Tanger, Settat, Marrakech, Agadir, Rabat, Casablanca et dans les régions du sud, le groupe étend ses tentacules et s’attaque à de nombreux secteurs dont le ciment avec son usine Ynna Asment (production de ciment et de clinker), dans les énergies renouvelables avec Ynna Bio Power (production d’énergie renouvelable de 70 MW) ou encore dans la fabrication de bobines d’acier plat galvanisées et pré-laquées avec Ynna Steel. En 2006, Ynna Holding, investit 5 milliards de DH dans huit projets (des complexes immobiliers et résidentiels, une unité de fabrication de sucre, une marina, des hôtels, un palace, un appart hôtel, des villas-riads, un hypermarché), confirmant sa vocation d’investisseur national de premier plan. Sur la même lancée, feu Miloud Chaâbi opère la première introduction en Bourse de l’une des entités de son groupe en 2007 avec la SNEP. Mais, les ambitions du puissant homme d’affaires, dont la fortune est estimée à 1,5 milliard de dollars dans le classement Forbes en 2015, vont bien au-delà des frontières marocaines. Ainsi, le groupe se lance à l’international dès les années 70. Libye, Sénégal, Tunisie, Mali, Côte d’Ivoire, Mauritanie, ou encore Egypte, il va sans dire que feu Miloud Chaâbi a misé gros sur le continent africain. Surtout dans l’immobilier. En Egypte, le groupe s’est lancé, en 2007, dans un gigantesque projet immobilier de construction d’une nouvelle ville dans la vallée du Nil. Il y fabrique également des batteries électriques. Le groupe investit 50 millions de DH en Côte d’Ivoire, en 1997, dans une usine de fabrication de tubes en PVC. Au Sénégal, au Gabon et au Mali, le groupe est surtout présent dans les BTP et le tourisme. Soulignons que Ynna Holding est l’un des tous premiers groupes marocains à s’engager sur le continent africain.
À la croisée des chemins
Toutefois, il y a lieu de préciser que tout n’a pas été rose pour le groupe Chaâbi en Afrique, puisque certains de ses business ont tourné court, comme en Guinée Equatoriale. Aujourd’hui, plusieurs sources affirment d’ailleurs qu’en dehors des opérations d’exportation réalisées par certaines de ses filiales via des partenariats commerciaux en Afrique de l’Ouest notamment, Ynna Holding n’a plus de business en Afrique subsaharienne.

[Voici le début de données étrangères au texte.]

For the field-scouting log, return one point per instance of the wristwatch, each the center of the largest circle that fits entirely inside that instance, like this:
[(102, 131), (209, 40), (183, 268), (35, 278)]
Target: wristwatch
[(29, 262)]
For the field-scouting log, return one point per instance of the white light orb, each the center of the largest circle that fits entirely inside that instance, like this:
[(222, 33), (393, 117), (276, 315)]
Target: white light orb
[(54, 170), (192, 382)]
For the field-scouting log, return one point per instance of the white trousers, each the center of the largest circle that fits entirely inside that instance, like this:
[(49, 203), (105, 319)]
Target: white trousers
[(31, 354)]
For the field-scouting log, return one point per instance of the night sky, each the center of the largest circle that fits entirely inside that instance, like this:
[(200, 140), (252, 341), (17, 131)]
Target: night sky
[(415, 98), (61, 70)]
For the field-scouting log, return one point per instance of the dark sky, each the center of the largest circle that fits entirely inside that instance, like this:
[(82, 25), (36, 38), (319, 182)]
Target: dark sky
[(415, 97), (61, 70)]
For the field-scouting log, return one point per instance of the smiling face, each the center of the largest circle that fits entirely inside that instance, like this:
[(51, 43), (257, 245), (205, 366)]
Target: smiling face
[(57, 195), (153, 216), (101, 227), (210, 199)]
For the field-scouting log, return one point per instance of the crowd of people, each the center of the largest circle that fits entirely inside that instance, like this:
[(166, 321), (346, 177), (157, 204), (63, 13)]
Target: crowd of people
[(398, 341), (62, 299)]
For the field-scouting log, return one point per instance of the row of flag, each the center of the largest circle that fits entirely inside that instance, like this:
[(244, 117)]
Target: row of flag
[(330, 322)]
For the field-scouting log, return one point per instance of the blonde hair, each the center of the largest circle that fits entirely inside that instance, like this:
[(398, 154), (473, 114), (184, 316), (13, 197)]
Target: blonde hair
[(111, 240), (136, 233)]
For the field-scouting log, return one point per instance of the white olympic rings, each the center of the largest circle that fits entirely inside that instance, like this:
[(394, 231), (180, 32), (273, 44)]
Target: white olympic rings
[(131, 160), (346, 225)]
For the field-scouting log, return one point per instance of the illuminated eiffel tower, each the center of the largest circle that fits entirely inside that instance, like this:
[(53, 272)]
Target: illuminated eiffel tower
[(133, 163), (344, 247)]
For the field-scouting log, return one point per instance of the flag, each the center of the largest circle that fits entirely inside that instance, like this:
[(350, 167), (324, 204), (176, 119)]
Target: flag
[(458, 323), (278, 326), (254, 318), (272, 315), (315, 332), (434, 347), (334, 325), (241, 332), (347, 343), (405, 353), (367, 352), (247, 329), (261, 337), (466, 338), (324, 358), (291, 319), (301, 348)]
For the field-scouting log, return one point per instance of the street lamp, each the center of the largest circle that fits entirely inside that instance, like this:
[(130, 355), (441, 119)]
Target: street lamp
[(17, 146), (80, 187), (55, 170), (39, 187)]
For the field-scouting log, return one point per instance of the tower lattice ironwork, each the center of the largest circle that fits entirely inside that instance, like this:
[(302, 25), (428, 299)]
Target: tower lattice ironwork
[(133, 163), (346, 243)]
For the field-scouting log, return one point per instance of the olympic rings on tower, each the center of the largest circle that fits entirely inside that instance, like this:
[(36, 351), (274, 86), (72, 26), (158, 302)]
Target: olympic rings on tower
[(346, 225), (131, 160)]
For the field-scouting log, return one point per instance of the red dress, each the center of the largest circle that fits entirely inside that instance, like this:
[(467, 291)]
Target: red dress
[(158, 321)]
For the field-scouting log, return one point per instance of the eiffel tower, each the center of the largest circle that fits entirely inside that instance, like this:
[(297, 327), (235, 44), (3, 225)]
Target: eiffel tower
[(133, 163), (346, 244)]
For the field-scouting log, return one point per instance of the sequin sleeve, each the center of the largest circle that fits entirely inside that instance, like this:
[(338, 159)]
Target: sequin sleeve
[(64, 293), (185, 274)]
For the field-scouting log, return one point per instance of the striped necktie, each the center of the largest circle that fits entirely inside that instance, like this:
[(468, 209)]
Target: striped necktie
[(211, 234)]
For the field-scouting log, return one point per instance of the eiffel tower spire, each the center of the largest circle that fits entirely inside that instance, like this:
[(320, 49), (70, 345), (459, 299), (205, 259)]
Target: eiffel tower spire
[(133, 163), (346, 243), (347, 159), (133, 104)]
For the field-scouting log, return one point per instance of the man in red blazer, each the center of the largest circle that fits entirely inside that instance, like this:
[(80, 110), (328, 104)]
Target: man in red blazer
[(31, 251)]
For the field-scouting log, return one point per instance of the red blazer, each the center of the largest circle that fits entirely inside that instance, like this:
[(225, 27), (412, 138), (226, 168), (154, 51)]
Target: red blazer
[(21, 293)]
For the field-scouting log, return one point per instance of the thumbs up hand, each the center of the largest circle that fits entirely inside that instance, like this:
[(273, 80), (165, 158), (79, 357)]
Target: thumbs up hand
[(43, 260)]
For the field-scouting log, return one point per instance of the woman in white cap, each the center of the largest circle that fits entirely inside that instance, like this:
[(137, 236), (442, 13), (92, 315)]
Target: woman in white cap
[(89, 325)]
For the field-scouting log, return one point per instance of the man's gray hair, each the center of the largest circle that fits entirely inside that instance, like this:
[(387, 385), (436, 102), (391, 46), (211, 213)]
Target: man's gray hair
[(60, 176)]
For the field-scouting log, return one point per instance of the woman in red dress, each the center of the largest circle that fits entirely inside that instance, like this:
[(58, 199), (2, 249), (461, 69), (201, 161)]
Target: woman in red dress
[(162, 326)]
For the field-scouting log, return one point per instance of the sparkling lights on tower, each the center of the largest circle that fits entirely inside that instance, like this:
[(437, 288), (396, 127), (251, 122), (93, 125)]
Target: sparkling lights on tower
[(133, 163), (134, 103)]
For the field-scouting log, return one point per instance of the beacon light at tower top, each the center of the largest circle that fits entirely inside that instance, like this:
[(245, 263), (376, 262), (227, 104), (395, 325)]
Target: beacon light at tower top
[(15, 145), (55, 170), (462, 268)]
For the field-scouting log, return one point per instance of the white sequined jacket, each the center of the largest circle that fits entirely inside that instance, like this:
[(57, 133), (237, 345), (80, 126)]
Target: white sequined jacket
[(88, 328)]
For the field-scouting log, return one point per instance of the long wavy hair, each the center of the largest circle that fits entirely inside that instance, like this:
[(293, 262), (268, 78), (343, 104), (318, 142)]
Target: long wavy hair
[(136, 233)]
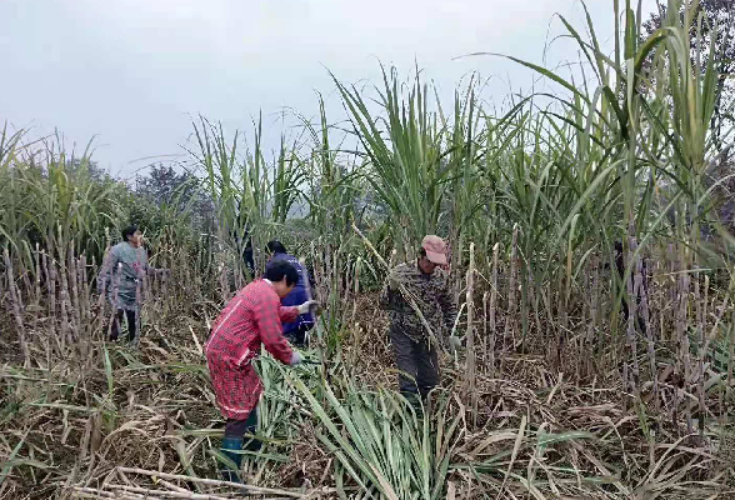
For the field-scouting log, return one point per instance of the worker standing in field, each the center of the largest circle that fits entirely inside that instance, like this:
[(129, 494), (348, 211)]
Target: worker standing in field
[(295, 331), (121, 278), (251, 319), (416, 357)]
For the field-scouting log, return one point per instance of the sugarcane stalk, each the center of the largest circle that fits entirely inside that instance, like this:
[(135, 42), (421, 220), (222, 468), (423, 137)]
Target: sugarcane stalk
[(17, 305)]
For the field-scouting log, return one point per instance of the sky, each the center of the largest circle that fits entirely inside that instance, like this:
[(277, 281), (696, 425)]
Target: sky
[(131, 74)]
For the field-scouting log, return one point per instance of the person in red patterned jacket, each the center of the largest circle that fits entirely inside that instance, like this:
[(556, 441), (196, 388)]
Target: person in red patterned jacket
[(252, 318)]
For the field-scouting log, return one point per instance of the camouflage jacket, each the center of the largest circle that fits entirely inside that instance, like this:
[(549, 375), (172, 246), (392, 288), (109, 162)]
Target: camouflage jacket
[(133, 265), (432, 296)]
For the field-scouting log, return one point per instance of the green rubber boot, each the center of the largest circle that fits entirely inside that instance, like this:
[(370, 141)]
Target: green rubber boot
[(230, 447)]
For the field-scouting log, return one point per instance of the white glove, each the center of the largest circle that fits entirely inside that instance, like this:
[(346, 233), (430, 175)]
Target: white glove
[(296, 359), (306, 306)]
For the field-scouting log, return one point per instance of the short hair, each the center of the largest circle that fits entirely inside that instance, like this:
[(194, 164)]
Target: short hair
[(129, 231), (281, 269), (275, 246)]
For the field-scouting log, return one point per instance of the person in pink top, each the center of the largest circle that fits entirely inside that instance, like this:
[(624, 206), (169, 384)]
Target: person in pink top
[(251, 319)]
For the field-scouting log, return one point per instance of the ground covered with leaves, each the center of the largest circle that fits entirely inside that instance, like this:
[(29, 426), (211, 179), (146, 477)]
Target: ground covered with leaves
[(133, 424)]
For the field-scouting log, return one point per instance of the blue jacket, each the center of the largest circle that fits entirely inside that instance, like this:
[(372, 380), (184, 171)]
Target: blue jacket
[(298, 295)]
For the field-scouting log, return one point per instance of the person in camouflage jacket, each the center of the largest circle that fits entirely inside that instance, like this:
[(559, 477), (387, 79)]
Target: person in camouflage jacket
[(426, 284)]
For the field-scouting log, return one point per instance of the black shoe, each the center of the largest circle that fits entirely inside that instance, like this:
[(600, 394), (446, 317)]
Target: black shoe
[(230, 476)]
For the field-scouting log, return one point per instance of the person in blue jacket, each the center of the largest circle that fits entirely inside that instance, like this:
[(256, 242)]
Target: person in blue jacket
[(295, 331)]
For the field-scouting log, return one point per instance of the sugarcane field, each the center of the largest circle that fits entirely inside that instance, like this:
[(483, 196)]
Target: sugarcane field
[(408, 294)]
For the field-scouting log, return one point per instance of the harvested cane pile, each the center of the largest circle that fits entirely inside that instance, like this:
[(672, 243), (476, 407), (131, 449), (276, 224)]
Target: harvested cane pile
[(107, 421)]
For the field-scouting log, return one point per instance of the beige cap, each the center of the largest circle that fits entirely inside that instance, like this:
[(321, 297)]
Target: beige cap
[(436, 249)]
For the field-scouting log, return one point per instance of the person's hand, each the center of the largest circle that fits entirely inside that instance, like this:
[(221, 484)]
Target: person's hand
[(454, 343), (306, 306), (296, 359)]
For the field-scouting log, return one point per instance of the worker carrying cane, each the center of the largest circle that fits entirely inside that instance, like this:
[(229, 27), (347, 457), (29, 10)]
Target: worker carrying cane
[(254, 317), (427, 285)]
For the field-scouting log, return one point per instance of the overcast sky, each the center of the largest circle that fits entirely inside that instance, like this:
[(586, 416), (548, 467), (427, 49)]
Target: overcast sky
[(132, 72)]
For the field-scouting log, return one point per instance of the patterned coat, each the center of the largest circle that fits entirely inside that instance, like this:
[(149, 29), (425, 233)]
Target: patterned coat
[(252, 318), (126, 267), (432, 296)]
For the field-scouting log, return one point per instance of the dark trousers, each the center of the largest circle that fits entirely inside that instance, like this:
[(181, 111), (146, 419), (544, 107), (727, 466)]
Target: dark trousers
[(418, 364), (117, 321), (238, 429), (298, 337)]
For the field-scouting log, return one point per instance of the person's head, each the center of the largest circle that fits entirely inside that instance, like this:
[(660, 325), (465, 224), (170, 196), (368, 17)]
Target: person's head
[(132, 235), (433, 253), (283, 276), (275, 247)]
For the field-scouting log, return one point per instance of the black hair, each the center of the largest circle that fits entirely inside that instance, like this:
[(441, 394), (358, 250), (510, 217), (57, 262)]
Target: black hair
[(274, 247), (129, 231), (281, 269)]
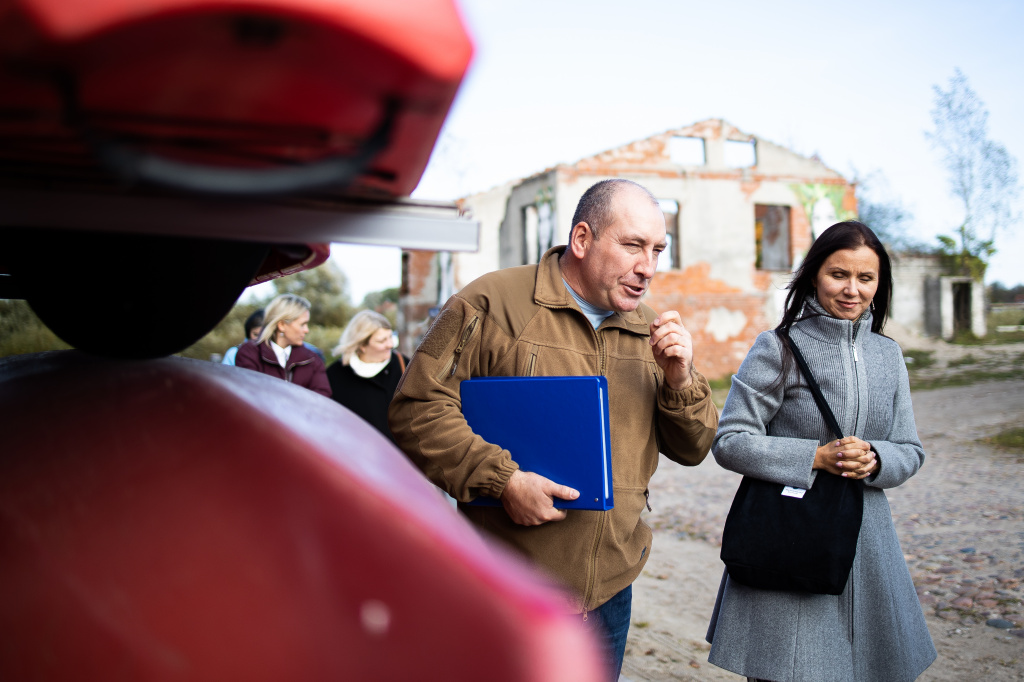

Aujourd’hui, Ynna Holding, qui enregistre en moyenne un chiffre d’affaires de 10 milliards de DH annuellement, est à la croisée des chemins. Le décès de son emblématique fondateur en avril 2016 à l’âge de 86 ans a été un choc. Quid de la succession ? Le groupe va-t-il imploser ? Autant de questions que se sont posées de nombreux observateurs qui redoutent un conflit entre les héritiers à la tête du groupe familial. Tout le marché s’interroge sur l’avenir de Ynna Holding. Mais, le groupe comme à son habitude, a trouvé une meilleure réponse pour rassurer ses partenaires et le marché. «Nous avons annoncé il y a quelques mois de nouveaux investissements, et bien d’autres investissements sont en cours d’étude. Nous sommes un groupe 100% marocain qui va continuer à se diversifier et à innover pour maintenir son élan de croissance», confie Mama Tajmouati, la veuve de Miloud Chaâbi et nouvelle présidente-directrice générale (PDG) du groupe. En effet, Ynna Holding a amorcé depuis quelques mois une nouvelle phase d’investissement. Et, l’agenda du groupe est bien chargé. Outre les deux unités hôtelières à Casablanca (Grand Mogador Casablanca et Mogador Marina Casablanca), le groupe a ouvert à Essaouira son deuxième hypermarché Aswak Assalam le 25 mai dernier, portant à 13 le nombre total de ses magasins et confortant ainsi son positionnement dans la grande distribution. L’enseigne compte aujourd’hui 1700 employés et est présente dans 10 villes. Dans le secteur de la céramique, Super Cérame met le turbo avec la construction d’une nouvelle usine dans les prochaines années avec un investissement de l’ordre de 300 millions de DH et devrait lui permettre de porter sa production à 140.000 m² par jour au lieu de 120.000 m² actuellement. Cette année, cette filiale prévoit aussi d’investir au moins 80 millions de DH dans la R&D et aussi dans la réalisation de nouveaux showrooms. La filiale GPC (Gharb Papier & Carton) devrait se doter d’une nouvelle unité de production d’une capacité de 60.000 tonnes étalée sur 5 ha dans la plateforme industrielle Atlantic Free Zone (AFZ) à Kénitra. A travers ces nouveaux investissements, le groupe veut montrer qu’il est déterminé à accélérer la vitesse de son développement pour aller encore plus loin, même si l’après Miloud Chaâbi reste un défi de taille, car le businessman était unique en son genre.